Saginaw: "the city on the right track"
This semester I enrolled in a ceramic class at TCC Northeast Campus so driving to the perimeter of Fort Worth allows me the visual pleasure of scale, divergent civic programs, heavy industrial and residential to co-exist. I don't know how the many daily activities manage to live within this vast playing field unlike the light industrial, mix-use residential of Greenpoint in Brooklyn. There has always been a practical and logical idea of locating massive industrial structures outside the city limits i.e. noise, traffic and pollution.

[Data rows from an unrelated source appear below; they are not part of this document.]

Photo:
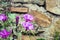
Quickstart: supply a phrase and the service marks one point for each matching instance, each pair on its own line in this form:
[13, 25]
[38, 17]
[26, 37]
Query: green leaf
[12, 16]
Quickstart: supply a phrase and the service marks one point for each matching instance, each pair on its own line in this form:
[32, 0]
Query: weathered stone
[41, 19]
[15, 4]
[19, 9]
[53, 6]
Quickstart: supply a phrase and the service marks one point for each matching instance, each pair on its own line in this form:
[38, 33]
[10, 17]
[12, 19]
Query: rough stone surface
[41, 19]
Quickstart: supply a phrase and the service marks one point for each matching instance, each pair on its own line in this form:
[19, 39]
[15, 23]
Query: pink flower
[4, 33]
[17, 20]
[3, 17]
[28, 17]
[28, 25]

I like to drive through a planned community of identical houses with the gigantic grain storage structures anchored on my horizon. I want to drive my car right into it as close to the beast as I possibly can till its shear size further draws me into its many separate parts. All the parts are big. These grain facilities are the largest in the world owned by Cargill, Inc; they operate 24 hours, seven days a week. Saginaw is the last stop on the southern route to Fort Worth so these railroads are very busy. The eighteen wheeler trucks are in constant flow through the major arterial streets onto highway 820. The intense movement of transportation on McLeroy Boulevard leaves no room for the domestic regards of a residential neighborhood. I believe the absence of the big box retail chains make the residential versus heavy industrial scale appear to be out of a Batman movie set. But I like it alot.
I have not understood Saginaw's claim to be "the city on the right track" or which group of interested people find it to be on the right track--could they be the developers?